Es könne aber nicht darum gehen, dass die Patienten pauschal Ärger oder Zufriedenheit äußerten, sagte die Sprecherin der Barmer Ersatzkasse, Susanne Rüsberg-Uhrig dem Berliner "Tagesspiegel" (Sonntag). Ärztevertreter kritisierten den AOK-Plan als unseriös und warnten vor einem Ärzte-TÜV und einem "digitalen Ärztepranger".
Der Vize-Vorsitzende des AOK-Bundesverbands, Jürgen Graalmann, hatte am Freitag angekündigt, dass die Allgemeine Ortskrankenkassen ihre 25 Millionen Versicherten zur Bewertung ihrer Ärzte im Internet aufrufen wollen. Das Portal "AOK-Arzt-Navigator" solle im Lauf des Jahres starten und ziele auf Verbesserungen der Behandlungsqualität ab. Die Bewertungs-Kriterien würden mit Medizinern entwickelt.

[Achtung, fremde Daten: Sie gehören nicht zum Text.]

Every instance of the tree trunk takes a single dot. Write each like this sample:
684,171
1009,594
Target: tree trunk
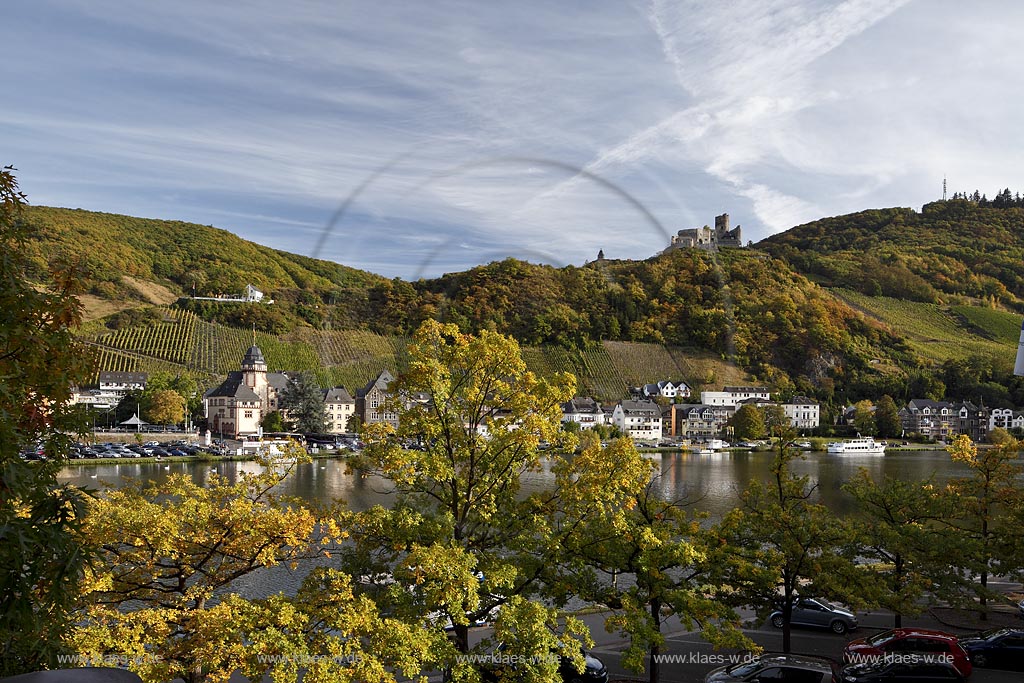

Barmer-Sprecherin Rüsberg-Uhrig sagte, das Echo auf den eigenen Krankenhausnavigator im Netz zeige, "dass der Bedarf durchaus da ist". Sie schränkte aber ein: "Nur wenn Ärzte und Wissenschaftler einen Kriterienkatalog entwerfen, kann das ein sinnvolles Instrument sein." Die Sprecherin der Techniker Krankenkasse (TK), Dorothee Meusch, verwies im "Tagesspiegel" auf eigene Erfahrungen mit Patientenbefragungen, die seit einiger Zeit in den Krankenhausführer der Kasse einfließen. "Wir werden das, was die AOK tut, mit Interesse verfolgen. Die Patientenperspektive in die Qualitätssicherung einzubeziehen, halten wir für sinnvoll", sagte sie. Florian Lanz, der Sprecher des GKV-Spitzenverbandes, der Vertretung der gesetzlichen Krankenkassen, wollte sich zwar nicht konkret zum AOK-Modell äußern. "Wir begrüßen aber alles, was zu mehr Transparenz und besserer Versorgung führt", sagte er der Zeitung.
Der Vorstandschef der Kassenzahnärztlichen Bundesvereinigung, Jürgen Fedderwitz, warnte dagegen in der "Süddeutschen Zeitung" (Samstag), solche Bewertungsportale seien erfahrungsgemäß extrem missbrauchsanfällig. "Da muss die AOK aufpassen, dass sie kein populistisches System mit Hitparadencharakter aufbaut." Über gute Medizin könne man nicht einfach abstimmen wie bei "Deutschland sucht den Superstar".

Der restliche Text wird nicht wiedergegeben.